There are multiple hypotheses that may explain the differential response to PGA therapy as a function of CH seen in this study. First, as Brandt and colleagues hypothesised regarding patients with thick corneas,16 it is possible that patients with high CH comprise the 15–30% of glaucoma patients cited as non-responders in drug trials.21 22 It is also possible that IOP measurement is affected by CH in such a manner that changes in IOP are more difficult to measure in eyes with high CH. Since a higher CH corresponds to greater resistance to corneal deformation, it is not surprising if any form of tonometry dependent on corneal deformation or applantation may be impacted by CH.10 11 Finally, it is possible that CH correlates with biostructural features of the cornea, such as collagen composition, that may shape the innate susceptibility of an eye to PGA treatment. The possibility that CH correlates with such structural features of the eye is supported by research that has shown a decrease of CH with ageing independent of changes in CCT or IOP,23 as well the finding that glaucoma patients with low CH but not low CCT have greater backward bowing of the lamina cribrosa in response to transient IOP elevation.18
There are several limitations to the current study. Principally, the investigation is limited by its retrospective nature. Accordingly, we are unable to draw conclusions about causality and the prospective impact of CH on IOP reduction. In addition, we chose to employ IOPg to measure IOP in this study. Since some prior studies have relied on other measurements of IOP, particularly GAT, this may limit comparability across studies. Nevertheless, we believe that this is a minor point since the outcome of interest in this study was IOP change, not true IOP, so any reproducible method of IOP measurement should provide external validity. Finally, the study is limited by the lack of serial IOP measurements. The authors acknowledge the improved precision of serial IOP measurements; however, there is no reason to believe that noise generated by a lack of serial measurements would bias the study in a particular direction.
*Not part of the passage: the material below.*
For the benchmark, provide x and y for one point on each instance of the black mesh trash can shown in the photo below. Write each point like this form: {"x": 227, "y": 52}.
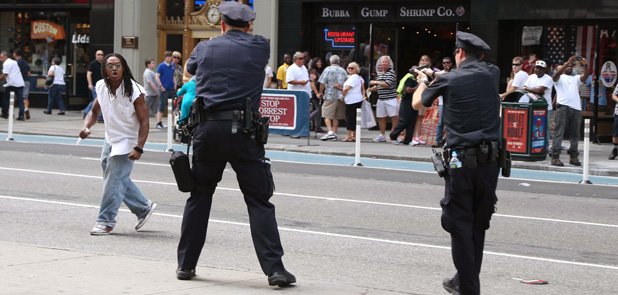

Acquisition of multiple IOP measurements was beyond the scope of the current study, which is retrospective in nature and exploited extant data from the standard clinical evaluation of patients.
The present study adds to what is already known about the usefulness of CH, demonstrating that this measure of corneal biomechanics may be useful for predicting IOP change in research and/or clinical settings. That CH is partially dependent upon IOP deserves further consideration in determining whether CH is truly an innate corneal property. Nevertheless, a prospective study with multiple treatment arms would be useful in better defining this relationship and clarifying its full implications for improving patient care.
The authors would like to thank the Weill Cornell Medical College Department of Ophthalmology for institutional support.
Funding This work was supported in part by the American Glaucoma Society and the Medical Student Training in Aging Research Program.
Competing interests All authors have completed the Unified Competing Interest form at www.icmje.org/coi_disclosure.pdf (available on request from the corresponding author) and declare that: (1) DRA, JRE, MS and NMR have instrument support from Reichert, Inc. for the submitted work; (2) NMR is a consultant to Allergan and Alcon; and (3) the authors have no non-financial interests that may be relevant to the submitted work.
Ethics approval This study was conducted with the approval of the Institutional Review Board at Weill Cornell Medical College and New York Presbyterian Hospital.
Provenance and peer review Not commissioned; externally peer reviewed.